Total return should be a long-run assumption
ETF total return is best treated as a long-run nominal assumption for scenario comparison. It should not be read as a short-term market call or a promise about what the next few years will deliver.
Contribution timing still matters
Even simple changes in when money arrives can shift the ETF path. If your savings rate is likely to change over time, compare a flat baseline with a staged contribution path rather than forcing all years to look the same.
Tax settings can narrow the gap
Dividend tax, CGT treatment, and salary context all matter. The app models these in a simplified Australian framework, which makes them useful for comparison but not a substitute for tailored tax advice.
Focus on repeatability, not only on the winning case
If the ETF path still reaches FIRE earlier or with a healthier downside profile after you trim expected returns, that is a stronger result than a win that disappears as soon as assumptions become slightly less optimistic.
Property Assumptions
Property results can look strong or fragile depending on a small set of cashflow and timing assumptions. This guide is about choosing realistic ranges, not defending one optimistic input.
Vacancy and rental yield move the whole cashflow profile
Rental yield affects gross income, while vacancy reduces what you actually collect. Test a clean baseline first, then try a tougher case with lower effective rent to see how much the property path depends on occupancy.
Maintenance and management are not rounding errors
Management fees, maintenance, and annual property expenses can materially change after-tax outcomes. If the property path only wins under very light expense assumptions, that is important information, not noise.

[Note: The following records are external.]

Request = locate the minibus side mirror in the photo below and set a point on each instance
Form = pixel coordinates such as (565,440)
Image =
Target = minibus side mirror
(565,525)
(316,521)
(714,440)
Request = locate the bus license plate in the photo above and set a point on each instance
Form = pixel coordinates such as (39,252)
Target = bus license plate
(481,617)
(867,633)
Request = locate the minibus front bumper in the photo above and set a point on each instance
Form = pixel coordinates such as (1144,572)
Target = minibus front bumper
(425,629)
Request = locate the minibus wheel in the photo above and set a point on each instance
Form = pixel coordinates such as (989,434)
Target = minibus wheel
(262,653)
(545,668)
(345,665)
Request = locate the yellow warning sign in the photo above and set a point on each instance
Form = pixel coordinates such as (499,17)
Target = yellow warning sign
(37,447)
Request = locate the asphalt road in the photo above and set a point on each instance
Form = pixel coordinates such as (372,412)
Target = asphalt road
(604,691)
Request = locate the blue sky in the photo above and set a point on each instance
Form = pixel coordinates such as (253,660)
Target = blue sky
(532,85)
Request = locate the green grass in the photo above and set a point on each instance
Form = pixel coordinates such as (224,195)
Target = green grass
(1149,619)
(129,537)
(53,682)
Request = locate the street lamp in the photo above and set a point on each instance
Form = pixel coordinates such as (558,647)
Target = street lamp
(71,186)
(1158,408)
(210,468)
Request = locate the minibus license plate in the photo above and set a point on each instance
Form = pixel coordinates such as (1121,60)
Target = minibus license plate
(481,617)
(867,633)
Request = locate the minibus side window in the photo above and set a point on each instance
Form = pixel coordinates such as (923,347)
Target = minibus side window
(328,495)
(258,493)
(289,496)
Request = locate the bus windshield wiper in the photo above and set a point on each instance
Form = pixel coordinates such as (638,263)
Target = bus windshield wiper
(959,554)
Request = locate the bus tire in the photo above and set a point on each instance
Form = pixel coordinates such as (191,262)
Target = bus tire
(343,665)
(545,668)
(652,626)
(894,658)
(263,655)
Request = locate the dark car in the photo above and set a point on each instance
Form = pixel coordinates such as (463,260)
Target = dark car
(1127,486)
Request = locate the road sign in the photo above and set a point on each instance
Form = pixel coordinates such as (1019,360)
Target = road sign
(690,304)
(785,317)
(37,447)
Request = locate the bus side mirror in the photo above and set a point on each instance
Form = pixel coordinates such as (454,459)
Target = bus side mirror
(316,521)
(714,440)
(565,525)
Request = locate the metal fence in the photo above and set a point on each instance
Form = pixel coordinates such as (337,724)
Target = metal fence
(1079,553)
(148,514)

Sell year changes both tax timing and final outcome
The year you sell affects realised gains, transaction costs, and the shape of the later years. Compare at least two sale timings so you do not mistake one chosen exit year for a universal property edge.
Use ranges, then compare the pattern
The best way to use these inputs is to save multiple scenarios and compare the pattern. If property only wins in a narrow band of low-cost, low-vacancy assumptions, that tells you more than one headline result ever will.